🤖 AI Summary
Existing graph federated learning (GFL) methods for cross-client subgraph interconnection suffer from privacy risks due to node embedding leakage or face scalability bottlenecks from computationally expensive operations.
Method: We propose FedLap, the first GFL framework enabling strong privacy guarantees without transmitting sensitive node embeddings. FedLap leverages spectral-domain Laplacian smoothing to fuse global topological structure and model cross-subgraph node dependencies in the frequency domain—eliminating explicit embedding exchange and dense graph convolutions. It supports fully decentralized training with low communication overhead and provides theoretical privacy security.

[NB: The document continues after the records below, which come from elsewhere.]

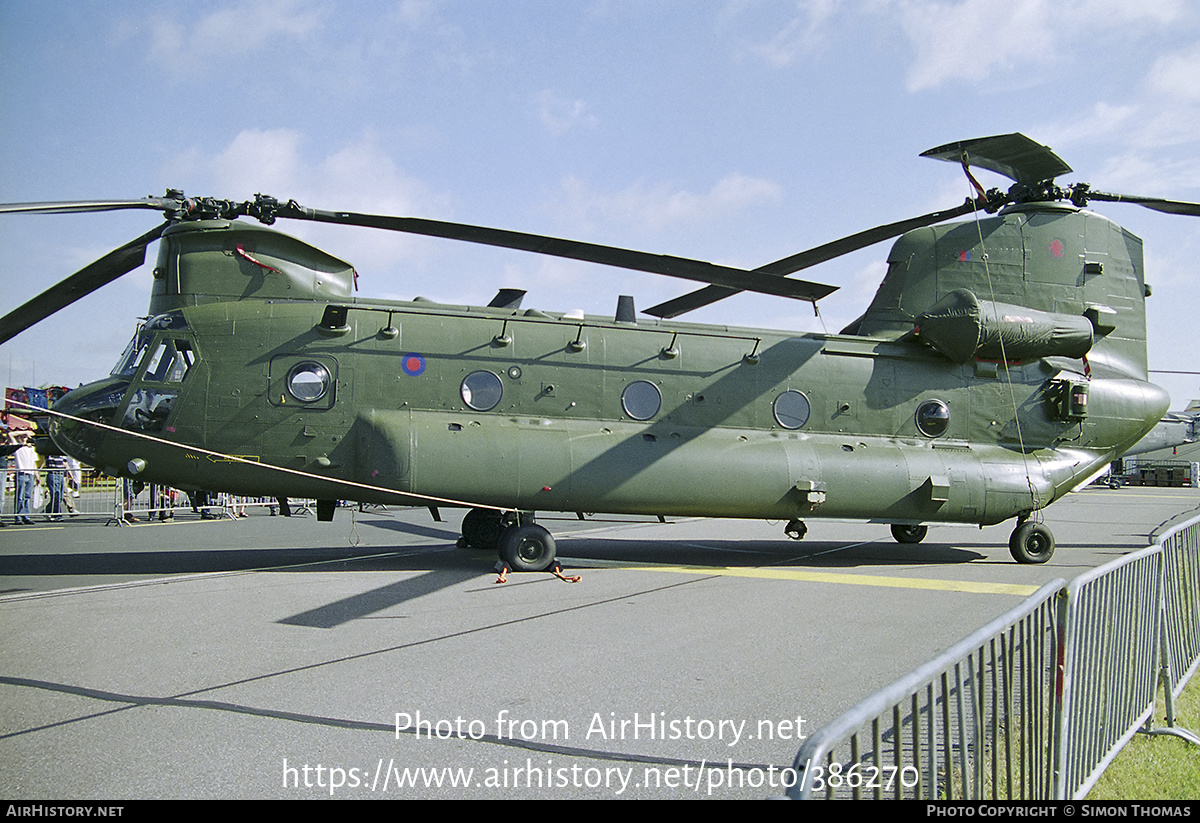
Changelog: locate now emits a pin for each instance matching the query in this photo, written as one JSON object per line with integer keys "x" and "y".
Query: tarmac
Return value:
{"x": 370, "y": 658}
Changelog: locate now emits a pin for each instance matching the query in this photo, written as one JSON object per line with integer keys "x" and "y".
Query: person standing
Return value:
{"x": 55, "y": 472}
{"x": 25, "y": 460}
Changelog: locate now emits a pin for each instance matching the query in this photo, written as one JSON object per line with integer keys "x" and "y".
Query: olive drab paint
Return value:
{"x": 1001, "y": 364}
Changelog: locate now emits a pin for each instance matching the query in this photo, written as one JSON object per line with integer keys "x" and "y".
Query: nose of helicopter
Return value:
{"x": 75, "y": 432}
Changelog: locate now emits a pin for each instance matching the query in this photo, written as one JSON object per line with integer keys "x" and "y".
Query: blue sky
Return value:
{"x": 733, "y": 131}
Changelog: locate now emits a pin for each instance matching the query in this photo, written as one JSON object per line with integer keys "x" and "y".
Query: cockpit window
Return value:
{"x": 167, "y": 360}
{"x": 129, "y": 362}
{"x": 172, "y": 358}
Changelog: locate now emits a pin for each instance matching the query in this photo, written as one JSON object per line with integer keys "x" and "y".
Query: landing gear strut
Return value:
{"x": 1031, "y": 542}
{"x": 521, "y": 544}
{"x": 909, "y": 534}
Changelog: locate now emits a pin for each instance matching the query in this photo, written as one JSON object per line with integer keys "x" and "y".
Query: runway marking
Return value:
{"x": 970, "y": 587}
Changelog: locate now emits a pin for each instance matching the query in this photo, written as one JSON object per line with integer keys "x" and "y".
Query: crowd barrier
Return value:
{"x": 1037, "y": 703}
{"x": 91, "y": 496}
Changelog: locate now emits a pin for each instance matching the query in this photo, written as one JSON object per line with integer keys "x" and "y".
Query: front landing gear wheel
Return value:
{"x": 1031, "y": 542}
{"x": 481, "y": 529}
{"x": 909, "y": 534}
{"x": 527, "y": 547}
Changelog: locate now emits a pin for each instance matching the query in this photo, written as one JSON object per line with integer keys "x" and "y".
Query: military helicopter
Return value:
{"x": 1001, "y": 364}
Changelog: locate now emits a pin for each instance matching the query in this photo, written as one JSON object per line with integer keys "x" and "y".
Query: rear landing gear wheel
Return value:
{"x": 1031, "y": 542}
{"x": 527, "y": 547}
{"x": 909, "y": 534}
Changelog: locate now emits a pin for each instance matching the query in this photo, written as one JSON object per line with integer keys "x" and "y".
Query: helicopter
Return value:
{"x": 1001, "y": 364}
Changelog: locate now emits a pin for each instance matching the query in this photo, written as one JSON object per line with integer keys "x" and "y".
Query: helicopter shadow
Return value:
{"x": 783, "y": 554}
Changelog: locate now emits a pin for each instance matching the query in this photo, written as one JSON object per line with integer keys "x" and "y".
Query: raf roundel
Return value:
{"x": 413, "y": 365}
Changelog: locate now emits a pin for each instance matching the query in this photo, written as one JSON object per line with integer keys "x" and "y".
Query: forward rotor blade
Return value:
{"x": 83, "y": 282}
{"x": 1156, "y": 203}
{"x": 711, "y": 294}
{"x": 75, "y": 206}
{"x": 575, "y": 250}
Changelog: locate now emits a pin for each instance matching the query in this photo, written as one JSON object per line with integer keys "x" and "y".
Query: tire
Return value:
{"x": 909, "y": 534}
{"x": 1031, "y": 542}
{"x": 481, "y": 529}
{"x": 527, "y": 547}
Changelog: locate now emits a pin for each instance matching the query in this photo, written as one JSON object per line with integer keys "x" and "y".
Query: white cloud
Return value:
{"x": 660, "y": 206}
{"x": 802, "y": 34}
{"x": 972, "y": 40}
{"x": 559, "y": 114}
{"x": 234, "y": 31}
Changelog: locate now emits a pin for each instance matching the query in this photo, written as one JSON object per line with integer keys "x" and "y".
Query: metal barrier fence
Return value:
{"x": 1035, "y": 704}
{"x": 89, "y": 494}
{"x": 84, "y": 494}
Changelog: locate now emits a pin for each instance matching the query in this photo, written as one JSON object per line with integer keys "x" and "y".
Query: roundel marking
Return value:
{"x": 413, "y": 364}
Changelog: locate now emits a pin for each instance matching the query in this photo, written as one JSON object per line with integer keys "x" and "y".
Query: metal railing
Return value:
{"x": 1035, "y": 704}
{"x": 88, "y": 494}
{"x": 84, "y": 493}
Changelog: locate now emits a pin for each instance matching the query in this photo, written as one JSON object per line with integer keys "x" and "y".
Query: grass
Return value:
{"x": 1158, "y": 767}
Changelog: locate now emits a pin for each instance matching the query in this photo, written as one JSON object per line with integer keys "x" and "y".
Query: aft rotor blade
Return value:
{"x": 1156, "y": 203}
{"x": 711, "y": 294}
{"x": 83, "y": 282}
{"x": 575, "y": 250}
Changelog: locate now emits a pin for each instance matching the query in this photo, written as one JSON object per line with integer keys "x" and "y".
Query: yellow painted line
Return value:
{"x": 822, "y": 577}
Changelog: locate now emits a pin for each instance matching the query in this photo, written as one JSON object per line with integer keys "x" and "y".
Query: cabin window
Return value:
{"x": 933, "y": 418}
{"x": 792, "y": 409}
{"x": 641, "y": 400}
{"x": 309, "y": 382}
{"x": 481, "y": 391}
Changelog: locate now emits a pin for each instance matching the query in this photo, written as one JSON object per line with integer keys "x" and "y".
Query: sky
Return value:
{"x": 731, "y": 131}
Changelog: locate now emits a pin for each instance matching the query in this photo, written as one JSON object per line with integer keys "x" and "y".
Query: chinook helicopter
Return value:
{"x": 1001, "y": 364}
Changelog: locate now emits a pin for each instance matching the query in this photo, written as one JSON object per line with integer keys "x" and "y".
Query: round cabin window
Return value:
{"x": 309, "y": 382}
{"x": 933, "y": 418}
{"x": 641, "y": 400}
{"x": 791, "y": 409}
{"x": 481, "y": 391}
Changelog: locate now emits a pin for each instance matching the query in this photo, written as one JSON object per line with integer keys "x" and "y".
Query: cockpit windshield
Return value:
{"x": 167, "y": 358}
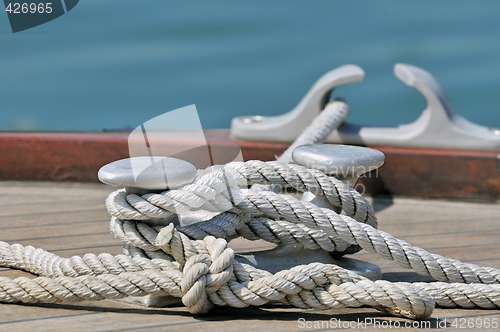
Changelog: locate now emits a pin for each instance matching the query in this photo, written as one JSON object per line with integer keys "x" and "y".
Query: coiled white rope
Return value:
{"x": 194, "y": 262}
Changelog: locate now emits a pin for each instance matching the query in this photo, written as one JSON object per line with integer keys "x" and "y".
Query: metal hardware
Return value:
{"x": 346, "y": 163}
{"x": 439, "y": 126}
{"x": 141, "y": 175}
{"x": 287, "y": 127}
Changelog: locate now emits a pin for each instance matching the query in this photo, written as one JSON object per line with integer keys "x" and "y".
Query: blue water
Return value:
{"x": 115, "y": 64}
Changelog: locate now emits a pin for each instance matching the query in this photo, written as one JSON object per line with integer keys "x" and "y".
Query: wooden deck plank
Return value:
{"x": 72, "y": 220}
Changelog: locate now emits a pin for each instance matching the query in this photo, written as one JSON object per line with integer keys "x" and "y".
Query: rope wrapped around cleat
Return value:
{"x": 195, "y": 263}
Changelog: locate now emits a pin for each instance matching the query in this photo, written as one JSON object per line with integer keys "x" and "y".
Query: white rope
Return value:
{"x": 194, "y": 262}
{"x": 332, "y": 116}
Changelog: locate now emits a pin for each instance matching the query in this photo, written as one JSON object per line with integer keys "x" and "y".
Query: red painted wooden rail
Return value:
{"x": 428, "y": 173}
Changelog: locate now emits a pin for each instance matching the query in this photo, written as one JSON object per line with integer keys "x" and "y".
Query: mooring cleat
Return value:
{"x": 142, "y": 175}
{"x": 345, "y": 162}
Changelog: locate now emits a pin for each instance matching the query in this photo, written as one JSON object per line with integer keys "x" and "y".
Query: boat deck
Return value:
{"x": 72, "y": 220}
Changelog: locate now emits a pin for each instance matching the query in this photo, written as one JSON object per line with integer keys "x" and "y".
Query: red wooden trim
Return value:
{"x": 430, "y": 173}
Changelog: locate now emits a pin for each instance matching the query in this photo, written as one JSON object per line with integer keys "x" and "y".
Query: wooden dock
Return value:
{"x": 72, "y": 220}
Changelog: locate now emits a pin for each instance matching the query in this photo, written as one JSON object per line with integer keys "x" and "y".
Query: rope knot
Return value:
{"x": 207, "y": 266}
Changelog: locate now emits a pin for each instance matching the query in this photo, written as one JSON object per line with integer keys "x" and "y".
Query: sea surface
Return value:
{"x": 116, "y": 64}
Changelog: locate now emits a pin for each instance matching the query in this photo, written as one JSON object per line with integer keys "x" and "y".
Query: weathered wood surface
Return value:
{"x": 72, "y": 220}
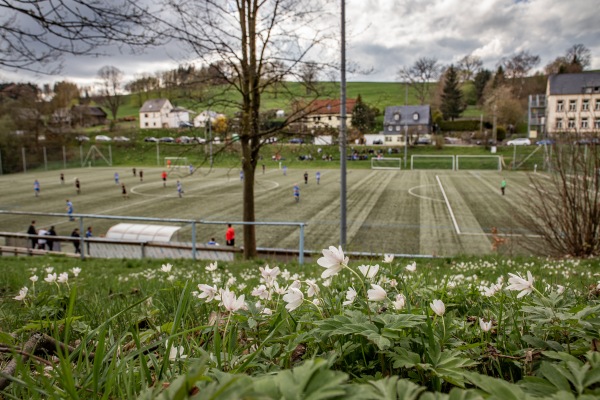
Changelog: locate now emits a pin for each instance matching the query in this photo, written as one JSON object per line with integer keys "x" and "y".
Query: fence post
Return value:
{"x": 301, "y": 245}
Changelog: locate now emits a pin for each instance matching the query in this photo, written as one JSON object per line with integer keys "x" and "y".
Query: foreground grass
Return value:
{"x": 430, "y": 329}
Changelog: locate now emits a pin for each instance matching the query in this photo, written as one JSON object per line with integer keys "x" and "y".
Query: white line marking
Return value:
{"x": 448, "y": 205}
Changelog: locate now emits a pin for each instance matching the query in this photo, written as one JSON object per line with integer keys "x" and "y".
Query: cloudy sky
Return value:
{"x": 384, "y": 35}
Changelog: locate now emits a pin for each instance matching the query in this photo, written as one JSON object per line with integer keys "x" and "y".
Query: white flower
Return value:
{"x": 438, "y": 307}
{"x": 211, "y": 267}
{"x": 376, "y": 293}
{"x": 485, "y": 326}
{"x": 411, "y": 267}
{"x": 400, "y": 302}
{"x": 262, "y": 292}
{"x": 231, "y": 302}
{"x": 519, "y": 283}
{"x": 333, "y": 260}
{"x": 313, "y": 289}
{"x": 176, "y": 352}
{"x": 22, "y": 294}
{"x": 294, "y": 298}
{"x": 369, "y": 271}
{"x": 350, "y": 296}
{"x": 208, "y": 292}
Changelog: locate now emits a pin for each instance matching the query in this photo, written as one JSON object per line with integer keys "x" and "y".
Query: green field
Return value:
{"x": 402, "y": 212}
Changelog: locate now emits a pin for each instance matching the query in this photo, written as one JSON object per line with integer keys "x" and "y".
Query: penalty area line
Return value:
{"x": 448, "y": 205}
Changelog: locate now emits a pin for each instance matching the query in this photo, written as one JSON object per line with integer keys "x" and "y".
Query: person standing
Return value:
{"x": 32, "y": 231}
{"x": 179, "y": 189}
{"x": 42, "y": 241}
{"x": 230, "y": 236}
{"x": 297, "y": 193}
{"x": 70, "y": 210}
{"x": 51, "y": 232}
{"x": 76, "y": 242}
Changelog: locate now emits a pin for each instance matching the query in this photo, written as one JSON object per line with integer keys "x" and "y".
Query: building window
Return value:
{"x": 585, "y": 105}
{"x": 584, "y": 123}
{"x": 572, "y": 105}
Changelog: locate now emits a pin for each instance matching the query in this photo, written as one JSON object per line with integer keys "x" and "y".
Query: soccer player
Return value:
{"x": 296, "y": 193}
{"x": 70, "y": 210}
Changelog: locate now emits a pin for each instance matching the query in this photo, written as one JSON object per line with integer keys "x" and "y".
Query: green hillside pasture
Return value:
{"x": 410, "y": 212}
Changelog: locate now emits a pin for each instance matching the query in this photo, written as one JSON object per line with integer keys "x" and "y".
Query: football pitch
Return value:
{"x": 427, "y": 212}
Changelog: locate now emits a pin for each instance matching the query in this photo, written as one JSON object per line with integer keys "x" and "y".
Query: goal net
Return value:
{"x": 176, "y": 162}
{"x": 432, "y": 162}
{"x": 479, "y": 162}
{"x": 386, "y": 163}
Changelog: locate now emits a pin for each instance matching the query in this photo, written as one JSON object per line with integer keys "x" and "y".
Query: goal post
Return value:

Results: Extensive experiments on multiple benchmark datasets demonstrate that FedLap achieves performance comparable to or better than state-of-the-art methods under strict privacy constraints, while significantly reducing communication and computational costs.
📝 Abstract
We consider the problem of federated learning (FL) with graph-structured data distributed across multiple clients. In particular, we address the prevalent scenario of interconnected subgraphs, where interconnections between clients significantly influence the learning process. Existing approaches suffer from critical limitations, either requiring the exchange of sensitive node embeddings, thereby posing privacy risks, or relying on computationally-intensive steps, which hinders scalability. To tackle these challenges, we propose FedLap, a novel framework that leverages global structure information via Laplacian smoothing in the spectral domain to effectively capture inter-node dependencies while ensuring privacy and scalability. We provide a formal analysis of the privacy of FedLap, demonstrating that it preserves privacy. Notably, FedLap is the first subgraph FL scheme with strong privacy guarantees. Extensive experiments on benchmark datasets demonstrate that FedLap achieves competitive or superior utility compared to existing techniques.